Uncertainty-aware Semantic Mapping in Off-road Environments with Dempster-Shafer Theory of Evidence
This addresses the problem of unreliable semantic predictions in off-road environments for robotics and autonomous systems, representing an incremental improvement through integration of existing uncertainty methods.
The paper tackles the problem of constructing accurate semantic and uncertainty maps in perceptually challenging off-road environments by proposing an evidential semantic mapping framework that integrates Dempster-Shafer Theory of Evidence with Evidential Deep Learning and Dempster's rule of combination. The result shows enhanced reliability of uncertainty maps, consistently outperforming existing methods in high-uncertainty scenes while maintaining semantic accuracy comparable to the best-performing techniques.
Semantic mapping with Bayesian Kernel Inference (BKI) has shown promise in providing a richer understanding of environments by effectively leveraging local spatial information. However, existing methods face challenges in constructing accurate semantic maps or reliable uncertainty maps in perceptually challenging environments due to unreliable semantic predictions.

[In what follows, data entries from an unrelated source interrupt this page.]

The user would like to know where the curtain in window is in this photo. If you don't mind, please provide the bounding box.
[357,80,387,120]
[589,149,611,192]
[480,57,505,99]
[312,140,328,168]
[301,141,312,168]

To address this issue, we propose an evidential semantic mapping framework, which integrates the evidential reasoning of Dempster-Shafer Theory of Evidence (DST) into the entire mapping pipeline by adopting Evidential Deep Learning (EDL) and Dempster's rule of combination. Additionally, the extended belief is devised to incorporate local spatial information based on their uncertainty during the mapping process. Comprehensive experiments across various off-road datasets demonstrate that our framework enhances the reliability of uncertainty maps, consistently outperforming existing methods in scenes with high perceptual uncertainties while showing semantic accuracy comparable to the best-performing semantic mapping techniques.